UAVs have been used in many different habitats, including the ocean, freshwater aquatic habitats and rivers. They have been used hands on, for seed dispersion as part of a restoration project. Drones have also been used to monitor illegal activities such a deforestation and illegal hunting; as they can take high quality photographic evidence that can secure prosecutions.
However, on the other hand, Hartmann and Steup, 2013 suggests that drones are vulnerable to security breaches. Hackers might steal data from drones, due to the fact that they can be shot down, collected and dismantled by those wishing to get access to data. Data collected by drones might fall into the wrong hands through hacking or because corrupt officials sell or the data for personal gain. In some cases, data might lead to illegal activity by providing the location of endangered wildlife.
Drones have been used to take high-resolution photos in mapping vegetation communities. If flights are possible over the site at various times of year, it is easier to identify these communities. Multi-spectral imagery that offers NIR wavelengths can be especially useful in distinguishing between vegetation types.
Remote Sensing can assist in classifying vegetation types in the aerial photograph. The software divides an image into polygons that contain pixels of a similar color, intensity, and texture. The user creates and puts the representative polygons into different categories so that the program will be able to identify these categories in the future. The program then classifies the remaining polygons into one of the user-defined vegetation communities. Any errors made by the program are reclassified by the user and the recognition process continues until there are minimum errors. The file can be exported into GIS, cleaned, and maps can be generated.
Using a similar process to vegetation community mapping, individual target weed species can also be identified and mapped. For some species timing of the drone flight may be an important consideration. For example it may be beneficial to capture imagery during the winter when the canopy trees that may cover certain plants below it are leafless. On the other hand, photographing of some plants when in bloom is helpful to pick them out from the surrounding species.

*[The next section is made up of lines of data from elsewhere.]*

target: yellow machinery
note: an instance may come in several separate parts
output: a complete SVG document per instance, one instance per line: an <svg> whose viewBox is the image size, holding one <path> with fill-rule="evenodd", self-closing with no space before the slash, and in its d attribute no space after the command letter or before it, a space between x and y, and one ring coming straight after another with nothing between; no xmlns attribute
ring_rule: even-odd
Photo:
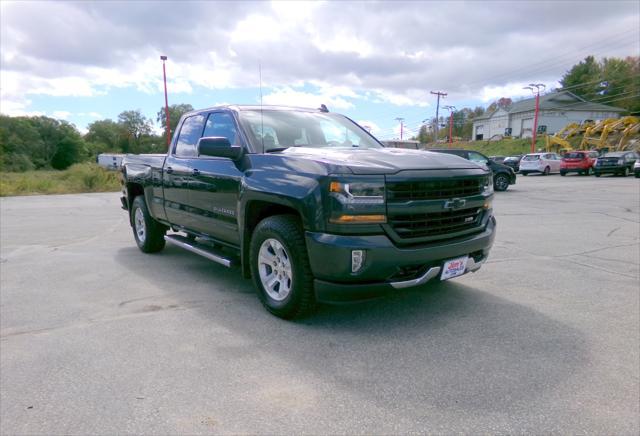
<svg viewBox="0 0 640 436"><path fill-rule="evenodd" d="M584 132L594 125L592 120L586 120L582 124L569 123L553 135L546 135L546 149L551 152L559 153L561 151L570 151L574 147L569 143L569 138Z"/></svg>
<svg viewBox="0 0 640 436"><path fill-rule="evenodd" d="M576 147L569 138L582 134L582 140ZM581 125L569 123L555 135L545 137L547 151L562 152L570 150L625 150L640 149L640 118L627 116L607 118L594 123L585 121Z"/></svg>
<svg viewBox="0 0 640 436"><path fill-rule="evenodd" d="M622 131L622 136L616 145L616 150L640 149L640 119L637 117L625 118L635 118L635 122L629 122L627 127Z"/></svg>

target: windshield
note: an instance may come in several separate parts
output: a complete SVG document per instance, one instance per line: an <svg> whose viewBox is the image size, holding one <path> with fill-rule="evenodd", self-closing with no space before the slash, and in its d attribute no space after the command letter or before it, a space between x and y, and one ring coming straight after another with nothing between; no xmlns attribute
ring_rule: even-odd
<svg viewBox="0 0 640 436"><path fill-rule="evenodd" d="M324 112L295 110L243 110L240 124L256 151L288 147L382 148L348 118Z"/></svg>
<svg viewBox="0 0 640 436"><path fill-rule="evenodd" d="M565 159L584 159L585 154L584 153L565 153L564 158Z"/></svg>
<svg viewBox="0 0 640 436"><path fill-rule="evenodd" d="M540 160L540 155L538 154L528 154L522 158L522 160Z"/></svg>

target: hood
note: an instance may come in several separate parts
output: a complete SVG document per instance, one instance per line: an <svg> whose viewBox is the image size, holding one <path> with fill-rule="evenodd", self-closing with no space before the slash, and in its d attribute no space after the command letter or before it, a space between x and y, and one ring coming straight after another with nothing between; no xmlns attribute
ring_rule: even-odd
<svg viewBox="0 0 640 436"><path fill-rule="evenodd" d="M395 174L405 170L481 168L459 156L402 148L291 147L284 150L281 155L309 159L331 167L346 167L354 174Z"/></svg>

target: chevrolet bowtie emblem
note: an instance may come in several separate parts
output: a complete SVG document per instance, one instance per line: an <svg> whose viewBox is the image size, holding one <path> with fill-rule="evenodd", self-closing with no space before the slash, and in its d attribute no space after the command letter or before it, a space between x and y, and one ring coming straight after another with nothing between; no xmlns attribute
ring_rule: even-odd
<svg viewBox="0 0 640 436"><path fill-rule="evenodd" d="M467 200L464 198L454 198L452 200L445 201L443 207L445 209L460 209L461 207L464 207L466 203Z"/></svg>

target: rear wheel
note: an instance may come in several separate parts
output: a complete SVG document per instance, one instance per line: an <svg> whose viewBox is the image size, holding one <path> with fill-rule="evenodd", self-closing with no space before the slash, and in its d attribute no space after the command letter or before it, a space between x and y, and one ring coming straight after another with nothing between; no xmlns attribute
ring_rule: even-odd
<svg viewBox="0 0 640 436"><path fill-rule="evenodd" d="M506 191L509 187L509 178L504 174L498 174L493 179L493 188L496 191Z"/></svg>
<svg viewBox="0 0 640 436"><path fill-rule="evenodd" d="M264 307L284 318L300 318L316 307L304 233L296 217L262 220L251 239L251 275Z"/></svg>
<svg viewBox="0 0 640 436"><path fill-rule="evenodd" d="M164 248L167 228L153 219L142 195L131 204L131 226L138 248L145 253L156 253Z"/></svg>

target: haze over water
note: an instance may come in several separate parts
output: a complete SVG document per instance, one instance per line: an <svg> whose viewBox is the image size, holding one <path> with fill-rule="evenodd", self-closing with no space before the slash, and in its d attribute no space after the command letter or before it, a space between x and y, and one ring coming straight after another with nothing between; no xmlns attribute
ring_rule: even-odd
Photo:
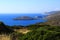
<svg viewBox="0 0 60 40"><path fill-rule="evenodd" d="M0 21L4 22L6 25L14 26L14 25L31 25L38 22L44 22L45 20L39 19L39 20L13 20L16 17L20 16L29 16L29 17L35 17L35 16L41 16L44 17L42 14L0 14Z"/></svg>

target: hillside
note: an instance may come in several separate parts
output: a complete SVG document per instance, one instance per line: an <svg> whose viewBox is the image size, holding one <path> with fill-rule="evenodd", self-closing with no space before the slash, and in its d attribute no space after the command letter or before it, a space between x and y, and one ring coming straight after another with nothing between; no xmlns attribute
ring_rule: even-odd
<svg viewBox="0 0 60 40"><path fill-rule="evenodd" d="M60 11L51 12L45 19L48 20L45 24L60 26Z"/></svg>
<svg viewBox="0 0 60 40"><path fill-rule="evenodd" d="M13 30L8 28L3 22L0 22L0 34L1 33L12 33Z"/></svg>

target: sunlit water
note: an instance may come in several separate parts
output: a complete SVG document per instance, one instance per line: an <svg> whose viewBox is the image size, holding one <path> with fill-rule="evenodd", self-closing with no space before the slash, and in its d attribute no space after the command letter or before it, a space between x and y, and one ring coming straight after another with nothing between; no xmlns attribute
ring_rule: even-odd
<svg viewBox="0 0 60 40"><path fill-rule="evenodd" d="M13 26L13 25L27 26L27 25L38 23L38 22L45 22L45 20L43 20L43 19L13 20L14 18L20 17L20 16L29 16L29 17L42 16L42 17L44 17L44 15L42 15L42 14L0 14L0 21L4 22L4 24L10 25L10 26Z"/></svg>

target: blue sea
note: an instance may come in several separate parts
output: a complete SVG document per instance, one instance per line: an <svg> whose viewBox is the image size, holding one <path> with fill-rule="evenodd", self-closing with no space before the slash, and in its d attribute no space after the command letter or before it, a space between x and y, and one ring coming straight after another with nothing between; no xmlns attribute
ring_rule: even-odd
<svg viewBox="0 0 60 40"><path fill-rule="evenodd" d="M14 25L22 25L27 26L39 22L45 22L43 19L38 20L13 20L16 17L20 16L29 16L29 17L35 17L35 16L41 16L44 17L43 14L0 14L0 21L2 21L5 25L14 26Z"/></svg>

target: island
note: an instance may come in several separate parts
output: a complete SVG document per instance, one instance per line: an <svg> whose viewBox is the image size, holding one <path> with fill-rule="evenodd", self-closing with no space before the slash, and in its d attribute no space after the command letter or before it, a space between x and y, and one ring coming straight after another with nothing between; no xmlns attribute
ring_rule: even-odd
<svg viewBox="0 0 60 40"><path fill-rule="evenodd" d="M38 20L38 16L35 17L29 17L29 16L21 16L21 17L16 17L14 20Z"/></svg>

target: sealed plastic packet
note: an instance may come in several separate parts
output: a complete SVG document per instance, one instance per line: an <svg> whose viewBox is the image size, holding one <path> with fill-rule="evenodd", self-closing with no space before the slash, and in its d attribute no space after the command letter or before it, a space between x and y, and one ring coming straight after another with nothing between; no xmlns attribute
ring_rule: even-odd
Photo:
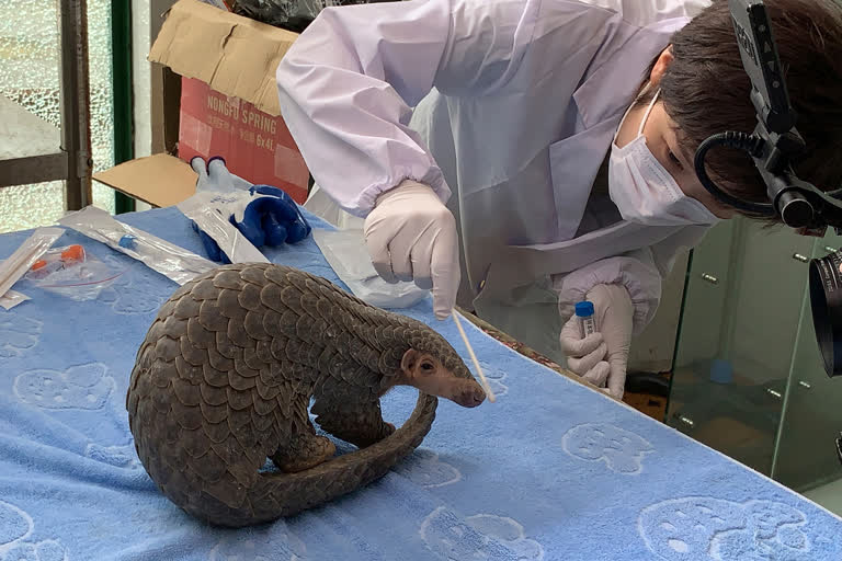
<svg viewBox="0 0 842 561"><path fill-rule="evenodd" d="M219 245L231 263L269 263L248 238L214 209L213 199L221 195L216 192L196 193L179 203L178 208Z"/></svg>
<svg viewBox="0 0 842 561"><path fill-rule="evenodd" d="M10 289L64 233L61 228L38 228L0 263L0 307L10 310L30 299Z"/></svg>
<svg viewBox="0 0 842 561"><path fill-rule="evenodd" d="M26 280L34 286L72 300L92 300L111 286L126 267L112 267L79 244L54 248L36 261Z"/></svg>
<svg viewBox="0 0 842 561"><path fill-rule="evenodd" d="M361 300L378 308L409 308L430 295L414 283L389 284L377 274L362 230L322 230L312 237L325 259Z"/></svg>
<svg viewBox="0 0 842 561"><path fill-rule="evenodd" d="M107 211L93 206L68 214L58 224L145 263L179 285L217 267L213 261L115 220Z"/></svg>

In areas where there is vegetation coverage (deserts etc.), drone-derived DSMs can be very important for mapping watercourses. Without vegetation present, a GIS spatial analysis can be done to identify flowlines and divide them into watercourses based on values from the DSM. By identifying watercourses ahead of time, fewer hazards are posed to field staff and field time is reduced. This results in safety benefits and cost-savings for clients.